We call the prediction of photos for arbitrary individuals as collective image prediction. If a particular user is specified at query time, the prediction can be more focused on the user’s unique angle of seeing the topic. We call this task as personalized image prediction.


Figure 1. (a) Given an image stream of the world+cup up to 12/31/2008, can we then predict likely images for a future time point
tq=6/6/2009? (c) Collective image prediction. (d) Personalized prediction for a designated user.


Our unified statistical framework to solve image prediction problem is the multivariate point process, which is a stochastic process that consists of a series of random events occurring at points in time and space. The point process is a powerful statistical model for spatio-temporal events.

Naturally, one occurrence of a particular image at a particular time can be represented by a point in time and image space. Consider an example of a short stream of penguin images. Each image is associated with a timestamp and visual cluster ID that is obtained by image clustering. Then, we can trivially represent this stream of images as the discrete-time trivariate point process like Fig.2.(b).
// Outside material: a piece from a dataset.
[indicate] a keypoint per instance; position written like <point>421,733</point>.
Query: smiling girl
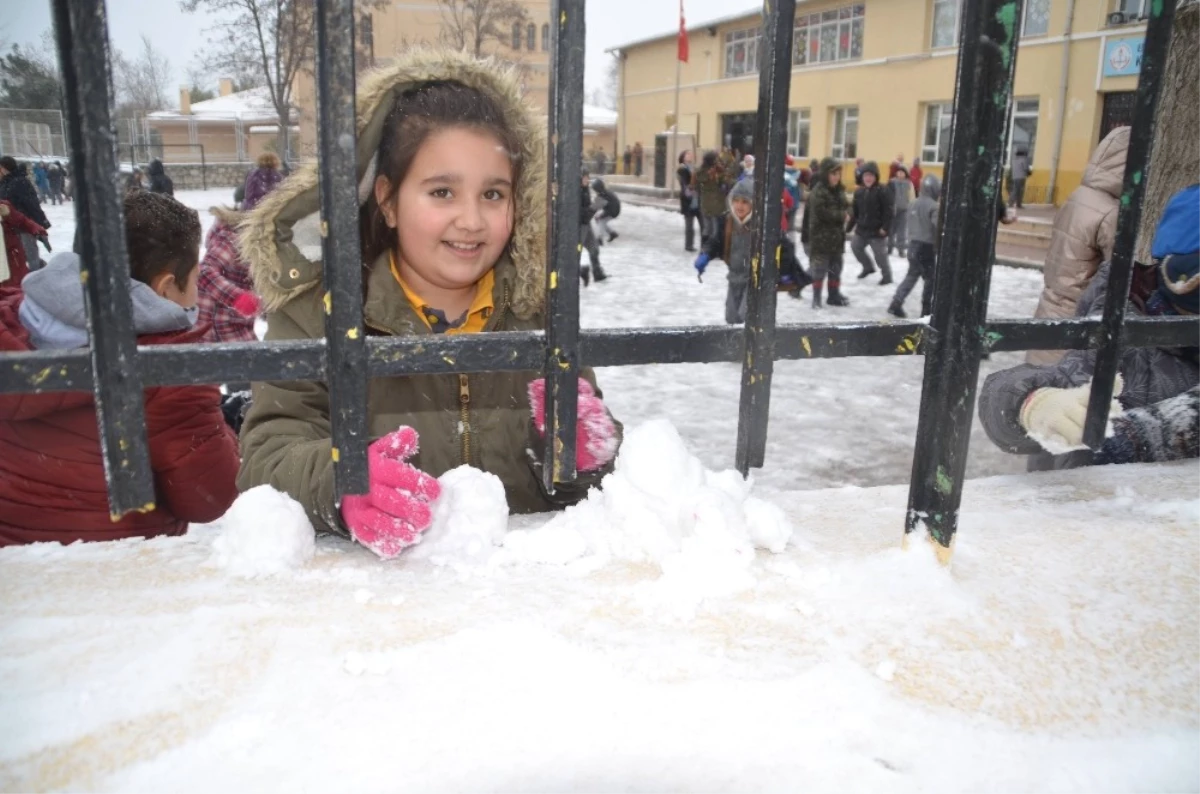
<point>453,217</point>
Finally, we formulate regularized Poisson regression model to solve the relations between image occurrence and the covariates that influence it in a flexible, scalable, and globally optimal way.


Figure 2. A multivariate point process for a short penguin image stream. (a) Each image is assigned to a timestamp and one of three
visual clusters, which roughly mean ice hockey, animal penguin, and snowy mountain. (b) Its corresponding discrete-time trivariate point process.
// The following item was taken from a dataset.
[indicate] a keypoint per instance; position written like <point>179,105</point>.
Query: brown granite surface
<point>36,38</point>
Some examples of collective and personalized prediction are as follows.


Figure 3. Examples of collective (personalized) image prediction for the topics of world+cup and cardinal (fine+art and
Brazilian). In each set, we show the predicted images by our method in the top row and their matched actual images in the bottom row.

Take-home Message

In this paper, we discuss the Web image prediction problem. This research is important because it is an image-based approach for user behavior prediction, and can be easily extended to time-sensitive image reranking.

From experiments, we observe that Web image collections are extremely diverse, but some topics follow predictable patterns. Specifically, our predictive model works well for polysemous topics that show strong annual or periodic trends. We can also conclude that the image based personalization is highly demanding because images can convey more delicate information about user preferences that are hardly captured by text descriptions. For example of fine+art topic, we can effectively address a question like What styles of paintings does a user like?


  • This research is supported by Google, ONR N000140910758, AFOSR FA9550010247, NSF IIS-0713379, and NSF DBI-0640543.

  • Li Fei-Fei is supported by grant from NSF-IIS-1115313.